Israeli prison authorities confiscate fans of Palestinian prisoners for protests

Israeli forces stormed the cells of the approximately 850 prisoners who were part of the protest against the death of Daud Al-Khatib. They confiscated fans and electrical devices

September 11, 2020 by Peoples Dispatch
Palestinian prisoners' rights
(Photo: WAFA)

Israeli authorities at the Ofer prison near Ramallah in the occupied West Bank removed fans and other necessary electrical appliances from the inmates’ wards, reported Middle East Eye on September 9, Wednesday. The extreme step has been initiated reportedly to punish the inmates for protesting the death of a fellow prisoner, 45-year-old Daud Al-Khatib. He died suddenly under mysterious circumstances after serving more than 18 years in prison, just months away from his release. 

Israeli forces stormed the prison cells of the approximately 850 prisoners who were part of the protest and confiscated their property. The security forces also ended up injuring 26 prisoners.

According to Qadura Fares, head of the Palestinian Prisoners’ Society (PPS), the prison authority’s actions are not at all new or surprising. In a statement published by Middle East Eye, Fares said, “The first punishment that the prison administration usually resorts to is confiscating fans, which prisoners could have inside prisons for the first time in 1992, following a mass hunger-strike initiated by around 17,000 prisoners for 15 days.”

Extremely high temperatures reaching over 40 degrees Celsius are recorded in the overcrowded Israeli prison in the summer. The prisoners reportedly buy the fans with their own money from the prison canteens at double the market price. Despite this, the prison authorities behave as though fans and other electrical appliances are a privilege rather than a basic human right of the prisoners, added Fares. 

The lack of ventilation in Israeli prisons along with cells that are specifically built to prevent access to sunshine and the circulation of fresh air make the living conditions of inmates deplorable. Fans used inside these cells only end up circulating the existing hot air inside. As a result, many prisoners have either developed skin allergies and diseases, or suffer from respiratory ailments that end up becoming lifelong conditions.

Due to the heightened risk of COVID-19, the prisons have become even more dangerous. Several Palestinian prisoners have already contracted the novel coronavirus infection, the latest being a 38-year-old prisoner of the Ofer prison. On September 8, the PPS reported that 12 more Palestinian prisoners have been infected inside Israeli prisons. This brings the total number of Palestinians in Israeli custody who have contracted COVID-19 to 29. Two of these prisoners were actually detected with the virus only after they were released from prison.

Testimonies from prisoners also reveal extremely brutal and inhuman measures imposed by the Israeli authorities to torture and oppress the Palestinian inmates. The authorities are known to cut off or restrict water supply inside the prisons, especially during summer months. Prisoners are also placed in solitary confinement in small cells which lack fans and air vents. Even in the regular cells, eight to ten prisoners are crammed in a 40-square meter space. Prisoners thus end up living in very extremely hot, suffocating and overcrowded cells. During winters, prison authorities are known to turn on air conditioning inside interrogation rooms in order to expose prisoners to extremely low temperatures. A report by the Palestinian Commission of Detainees’ Affairs complied in July 2019 found that the Israeli prison authorities use this tactic frequently to extract false and coerced confessions.

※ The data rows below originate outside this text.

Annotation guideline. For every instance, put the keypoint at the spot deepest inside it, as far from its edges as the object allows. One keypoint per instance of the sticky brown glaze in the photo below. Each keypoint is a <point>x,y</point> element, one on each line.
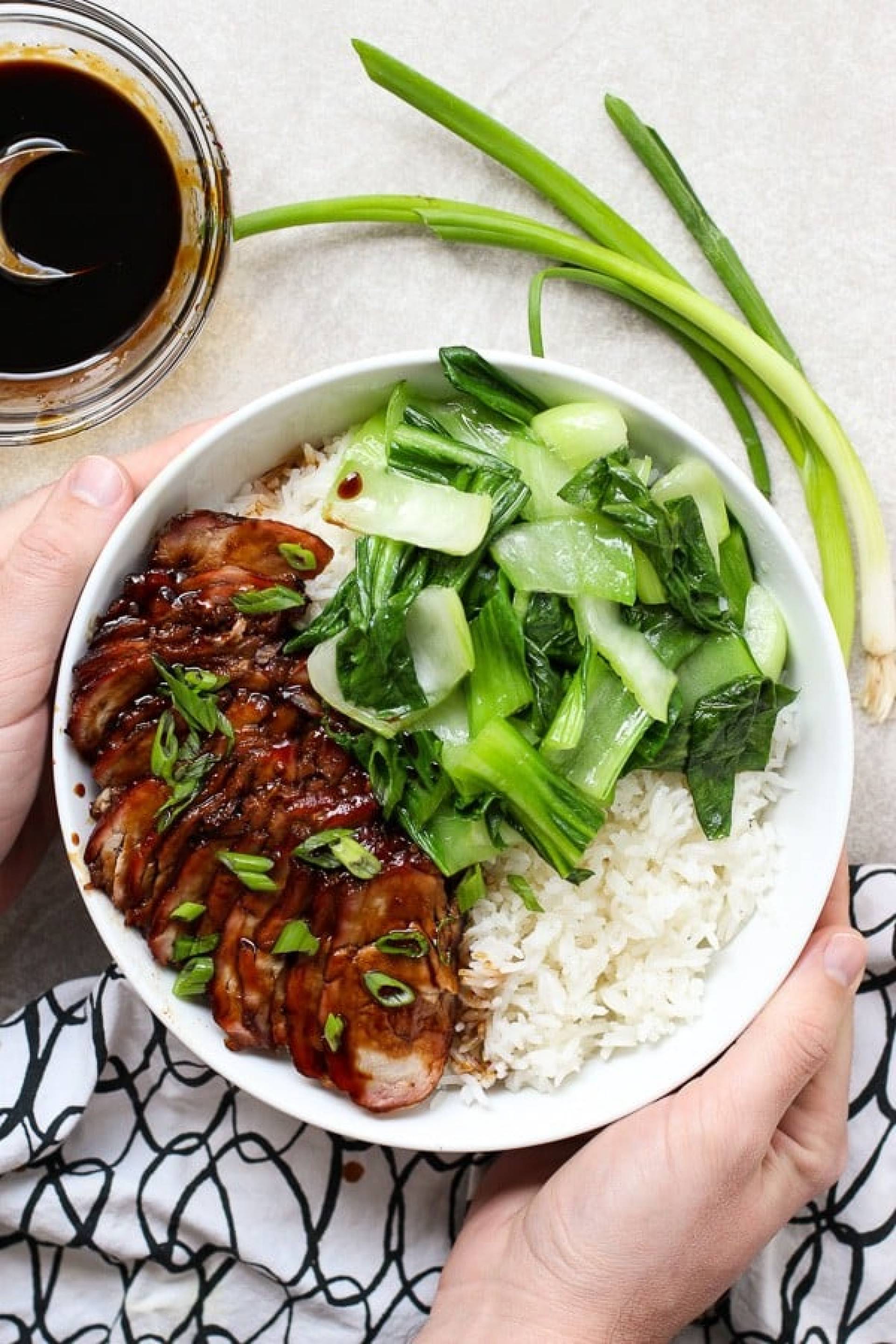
<point>204,541</point>
<point>281,780</point>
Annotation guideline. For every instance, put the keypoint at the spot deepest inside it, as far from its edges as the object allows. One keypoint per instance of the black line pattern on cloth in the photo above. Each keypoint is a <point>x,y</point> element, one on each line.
<point>846,1242</point>
<point>164,1187</point>
<point>379,1291</point>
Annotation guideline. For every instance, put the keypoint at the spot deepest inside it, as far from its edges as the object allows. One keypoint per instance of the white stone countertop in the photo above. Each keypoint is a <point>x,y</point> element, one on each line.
<point>782,116</point>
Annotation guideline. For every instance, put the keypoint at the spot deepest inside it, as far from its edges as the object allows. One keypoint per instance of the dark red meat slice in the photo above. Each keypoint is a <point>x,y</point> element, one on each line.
<point>389,1056</point>
<point>207,541</point>
<point>280,780</point>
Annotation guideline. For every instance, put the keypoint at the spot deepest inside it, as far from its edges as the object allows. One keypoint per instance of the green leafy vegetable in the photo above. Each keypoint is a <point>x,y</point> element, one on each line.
<point>736,574</point>
<point>731,730</point>
<point>569,555</point>
<point>581,432</point>
<point>472,374</point>
<point>554,815</point>
<point>470,889</point>
<point>525,891</point>
<point>386,503</point>
<point>499,683</point>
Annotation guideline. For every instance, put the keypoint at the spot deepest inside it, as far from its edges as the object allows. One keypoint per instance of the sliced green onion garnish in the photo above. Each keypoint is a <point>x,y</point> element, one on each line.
<point>296,937</point>
<point>187,946</point>
<point>621,260</point>
<point>470,889</point>
<point>334,1029</point>
<point>164,748</point>
<point>387,991</point>
<point>404,943</point>
<point>578,875</point>
<point>359,861</point>
<point>339,848</point>
<point>189,910</point>
<point>297,557</point>
<point>262,601</point>
<point>250,868</point>
<point>316,850</point>
<point>525,891</point>
<point>193,694</point>
<point>194,978</point>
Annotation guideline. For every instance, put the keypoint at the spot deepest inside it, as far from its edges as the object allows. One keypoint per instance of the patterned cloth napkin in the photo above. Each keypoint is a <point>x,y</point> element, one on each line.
<point>146,1199</point>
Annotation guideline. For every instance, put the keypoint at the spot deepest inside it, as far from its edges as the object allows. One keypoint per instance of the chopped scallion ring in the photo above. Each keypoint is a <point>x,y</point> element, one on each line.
<point>262,601</point>
<point>404,943</point>
<point>297,557</point>
<point>387,991</point>
<point>189,912</point>
<point>187,946</point>
<point>334,1029</point>
<point>194,978</point>
<point>296,937</point>
<point>252,868</point>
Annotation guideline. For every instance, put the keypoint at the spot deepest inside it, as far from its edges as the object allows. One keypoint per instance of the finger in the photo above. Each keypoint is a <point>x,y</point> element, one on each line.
<point>836,910</point>
<point>515,1176</point>
<point>143,465</point>
<point>43,573</point>
<point>811,1143</point>
<point>791,1039</point>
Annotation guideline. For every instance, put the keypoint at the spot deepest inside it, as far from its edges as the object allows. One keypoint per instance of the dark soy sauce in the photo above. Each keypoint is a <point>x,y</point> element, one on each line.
<point>111,211</point>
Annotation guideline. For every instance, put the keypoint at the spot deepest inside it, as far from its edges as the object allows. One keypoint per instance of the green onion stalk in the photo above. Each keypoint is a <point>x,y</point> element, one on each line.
<point>733,355</point>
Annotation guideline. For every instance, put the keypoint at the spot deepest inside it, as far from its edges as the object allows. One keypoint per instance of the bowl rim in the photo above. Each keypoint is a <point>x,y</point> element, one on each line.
<point>412,1128</point>
<point>127,48</point>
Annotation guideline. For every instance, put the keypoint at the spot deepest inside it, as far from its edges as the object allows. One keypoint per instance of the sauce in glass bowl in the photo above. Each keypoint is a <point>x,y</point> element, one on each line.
<point>100,216</point>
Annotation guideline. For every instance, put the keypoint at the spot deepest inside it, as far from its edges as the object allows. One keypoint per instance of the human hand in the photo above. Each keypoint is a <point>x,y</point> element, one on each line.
<point>629,1238</point>
<point>49,542</point>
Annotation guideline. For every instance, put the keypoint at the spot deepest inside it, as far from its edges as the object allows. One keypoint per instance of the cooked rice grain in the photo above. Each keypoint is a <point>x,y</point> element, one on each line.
<point>616,963</point>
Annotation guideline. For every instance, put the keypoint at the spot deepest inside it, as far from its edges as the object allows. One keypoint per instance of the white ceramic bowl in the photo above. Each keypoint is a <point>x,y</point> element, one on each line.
<point>812,818</point>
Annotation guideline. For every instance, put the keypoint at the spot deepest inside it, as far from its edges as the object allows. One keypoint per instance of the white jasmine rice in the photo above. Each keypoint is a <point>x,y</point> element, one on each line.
<point>617,961</point>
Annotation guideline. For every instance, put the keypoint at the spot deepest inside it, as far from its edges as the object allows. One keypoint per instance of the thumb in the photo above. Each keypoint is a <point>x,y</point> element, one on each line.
<point>796,1036</point>
<point>43,573</point>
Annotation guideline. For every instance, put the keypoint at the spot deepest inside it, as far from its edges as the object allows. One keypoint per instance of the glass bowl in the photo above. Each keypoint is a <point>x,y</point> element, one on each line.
<point>35,408</point>
<point>811,816</point>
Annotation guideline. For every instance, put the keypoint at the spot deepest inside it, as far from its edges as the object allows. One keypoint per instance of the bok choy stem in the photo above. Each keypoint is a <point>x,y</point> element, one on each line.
<point>464,222</point>
<point>687,335</point>
<point>557,185</point>
<point>820,486</point>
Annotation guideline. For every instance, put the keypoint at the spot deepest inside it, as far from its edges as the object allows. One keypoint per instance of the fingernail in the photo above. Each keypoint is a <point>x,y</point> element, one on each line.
<point>846,959</point>
<point>97,482</point>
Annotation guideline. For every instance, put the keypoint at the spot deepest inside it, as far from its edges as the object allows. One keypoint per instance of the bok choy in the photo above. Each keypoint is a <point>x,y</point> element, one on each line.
<point>739,358</point>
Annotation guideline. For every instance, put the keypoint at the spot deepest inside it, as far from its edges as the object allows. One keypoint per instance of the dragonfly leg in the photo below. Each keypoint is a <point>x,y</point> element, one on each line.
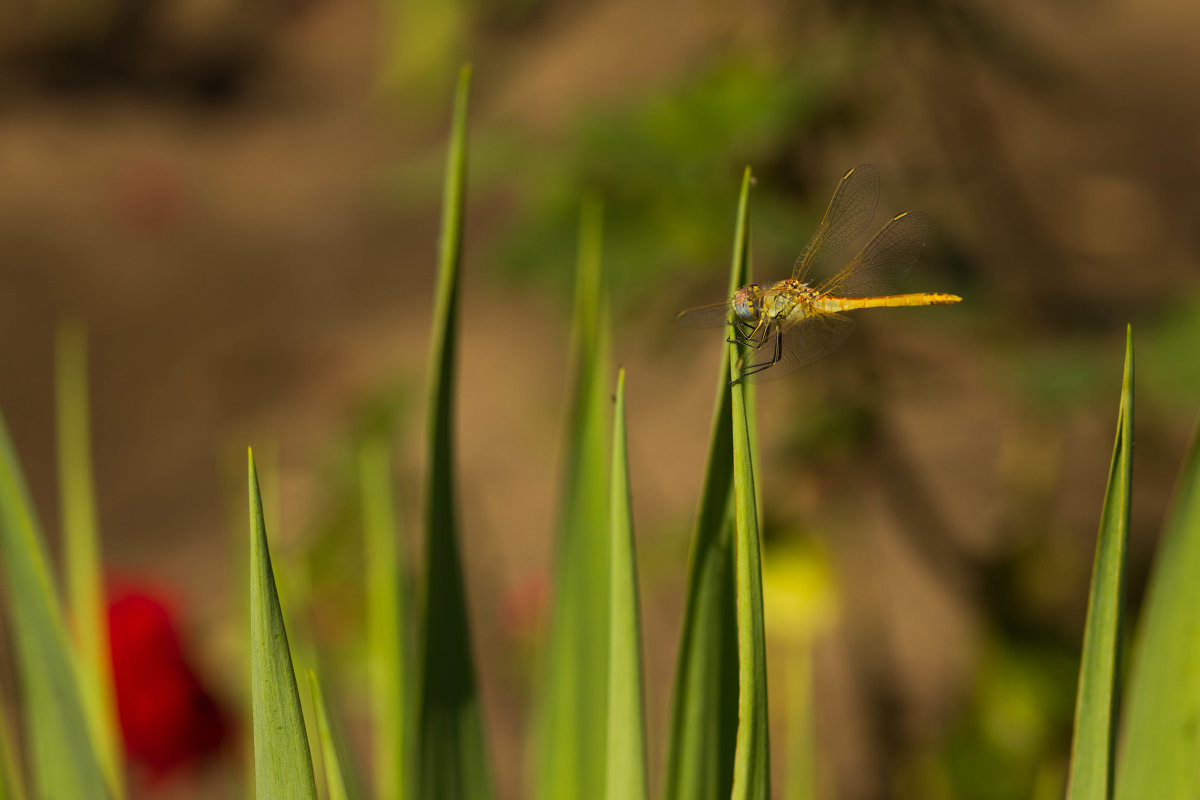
<point>747,371</point>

According to Addameer, a Palestinian prisoner support and human rights organization, as of April 2020, the number of Palestinian prisoners inside Israeli prisons has crossed 5,000. These include 432 administrative detainees who have been imprisoned without charge or trial. 41 prisoners are women and 183 are minors, of whom 20 are under the age of 16. 

Human rights organizations, activists and others have repeatedly urged Israel to unconditionally release all Palestinian prisoners amid the threat of COVID-19 spread inside the heavily crowded, sub standard and unhygienic Israeli prisons. However, all such appeals have been ignored by Israel.